Mais une fois de plus le politicien qui était en lui vint contrarier les projets du savant. Comme autrefois l’Histoire des Gètes et des Goths, l’Histoire d’Allemagne fut abandonnée pour un sujet plus actuel, plus capable de servir de prétexte à une démonstration politique. En 1881, Sybel sollicita et obtint de M. de Bismarck l’autorisation d’écrire, à l’aide des pièces des Archives prussiennes, cette Histoire de la fondation de l’Empire allemand par Guillaume Ier, qui fut le dernier de ses grands ouvrages et que sa mort a laissée inachevée. Le tome Ier parut en 1889 ; les tomes VI et VII, dans les derniers mois de l’année passée. Le tome VIII devait être employé au récit de la campagne de 1870, et Sybel en avait déjà, suivant son habitude, publié divers fragmens dans des revues spéciales.

Il ne m’appartient pas de porter de jugement sur ce livre, après les pages éloquentes et fines que M. Valbert lui a naguère consacrées ici[1]. Mais M. Bailleu lui-même est forcé d’avouer que l’Histoire de la fondation de l’Empire allemand n’a point la force ni l’originalité de l’Histoire de l’Europe pendant la période révolutionnaire : « De l’un à l’autre de ces deux grands ouvrages, dit-il, un nouveau changement s’est produit dans la manière d’Henri de Sybel.

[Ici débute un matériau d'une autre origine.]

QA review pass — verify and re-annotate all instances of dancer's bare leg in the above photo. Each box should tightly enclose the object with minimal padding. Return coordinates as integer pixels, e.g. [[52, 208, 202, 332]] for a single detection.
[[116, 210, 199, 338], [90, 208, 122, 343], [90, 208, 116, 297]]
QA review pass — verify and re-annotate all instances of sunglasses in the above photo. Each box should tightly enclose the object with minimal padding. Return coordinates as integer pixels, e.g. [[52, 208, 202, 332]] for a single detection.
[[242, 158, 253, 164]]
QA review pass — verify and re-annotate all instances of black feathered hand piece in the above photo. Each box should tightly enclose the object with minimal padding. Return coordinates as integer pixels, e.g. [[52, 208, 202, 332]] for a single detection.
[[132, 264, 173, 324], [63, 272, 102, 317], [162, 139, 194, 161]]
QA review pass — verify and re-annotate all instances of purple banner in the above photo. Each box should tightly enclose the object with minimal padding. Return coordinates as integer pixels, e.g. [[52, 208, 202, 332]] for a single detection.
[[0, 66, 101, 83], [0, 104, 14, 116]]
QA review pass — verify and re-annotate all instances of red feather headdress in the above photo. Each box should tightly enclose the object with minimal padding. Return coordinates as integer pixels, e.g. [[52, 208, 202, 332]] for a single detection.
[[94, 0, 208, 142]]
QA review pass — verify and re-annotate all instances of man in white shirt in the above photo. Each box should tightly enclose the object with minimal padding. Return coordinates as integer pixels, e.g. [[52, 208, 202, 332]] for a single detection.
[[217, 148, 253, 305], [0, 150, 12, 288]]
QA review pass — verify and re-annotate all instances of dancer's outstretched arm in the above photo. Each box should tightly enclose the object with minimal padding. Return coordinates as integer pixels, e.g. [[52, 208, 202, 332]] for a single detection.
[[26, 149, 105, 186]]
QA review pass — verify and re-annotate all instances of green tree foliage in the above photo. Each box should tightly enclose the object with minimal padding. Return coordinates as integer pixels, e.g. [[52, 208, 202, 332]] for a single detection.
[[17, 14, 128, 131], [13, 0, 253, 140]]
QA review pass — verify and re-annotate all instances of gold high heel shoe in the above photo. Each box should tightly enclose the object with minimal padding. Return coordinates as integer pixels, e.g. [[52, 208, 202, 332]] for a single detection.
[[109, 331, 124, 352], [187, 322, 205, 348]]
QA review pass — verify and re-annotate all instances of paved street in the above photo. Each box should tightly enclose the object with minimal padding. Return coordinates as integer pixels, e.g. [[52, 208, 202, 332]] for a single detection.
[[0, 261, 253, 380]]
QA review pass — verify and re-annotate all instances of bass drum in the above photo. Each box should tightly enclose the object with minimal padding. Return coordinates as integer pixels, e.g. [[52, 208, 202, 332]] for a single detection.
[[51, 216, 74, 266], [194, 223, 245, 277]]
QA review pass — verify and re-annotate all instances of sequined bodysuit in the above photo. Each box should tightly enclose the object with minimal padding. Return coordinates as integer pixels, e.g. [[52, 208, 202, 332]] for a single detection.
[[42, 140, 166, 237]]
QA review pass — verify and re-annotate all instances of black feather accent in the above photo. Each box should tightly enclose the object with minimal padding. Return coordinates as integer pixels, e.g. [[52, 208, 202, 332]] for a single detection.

Les deux ouvrages ont été conçus pareillement dans un rapport immédiat avec les événemens contemporains : tous deux se rattachent à la lutte pour la solution de la grande question allemande, et en ce sens ils portent tous deux le même caractère essentiellement national et politique. Mais au moment où il écrivait son Histoire de la fondation de l’Empire allemand, ce n’est plus en combattant, mais en vainqueur, que Sybel se tenait sur le champ de bataille : aucun pressentiment de nouvelles luttes prochaines ne troublait la joie de son triomphe. Combien nous apparaît différent l’ouvrage de M. de Treitschke, dont toutes les pages retentissent encore de cris de guerre et du cliquetis des épées, comme si la lutte durait toujours pour l’unité allemande ! »

Énorme en effet est la différence de ces deux histoires, et il n’y a point de comparaison qui nous éclaire mieux sur le caractère véritable

  1. Voyez la Revue du 1er mars 1890.